„Jeder kann in die Situation kommen, eine Organspende zu brauchen“

Von Oliver Hausladen · 7. November 2025 um 05:00

Jeder kann von einem Moment auf den anderen in die Situation kommen, eine Organspende zu brauchen, sagt Wolfgang Rießelmann vom Gesundheitsamt Cham.

Doch während in Deutschland knapp 8300 Menschen auf einer Warteliste stehen, wurden bundesweit im vergangenen Jahr nur 953 Bürger gezählt, die insgesamt 2855 Organe spendeten. „Mit diesen Zahlen sind wir in Europa weit hinten“, so Rießelmann.

Bis zum 21. November zu sehen

Um daran etwas zu ändern und ein Bewusstsein dafür zu schaffen, wie wichtig das Thema ist und, dass anderen Menschen mit einer Organspende das Leben gerettet werden kann, hat er eine Wanderausstellung in den Landkreis Cham geholt, die von jetzt an bis zum 21. November zu den normalen Öffnungszeiten im Rodinger Rathaus zu sehen ist.
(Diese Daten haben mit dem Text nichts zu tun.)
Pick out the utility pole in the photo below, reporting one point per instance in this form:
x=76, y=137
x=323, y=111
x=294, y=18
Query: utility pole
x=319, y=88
Die Ausstellung umfasst zehn Roll-Ups, die persönliche Schicksale darstellen. „Das wichtigste Argument für die Organspende ist das Wertvollste, was ein Mensch besitzt – das Leben“, erläutert Rießelmann, der im Gesundheitsamt im Sozialdienst arbeitet und auch für die Gesundheitsprävention zuständig ist.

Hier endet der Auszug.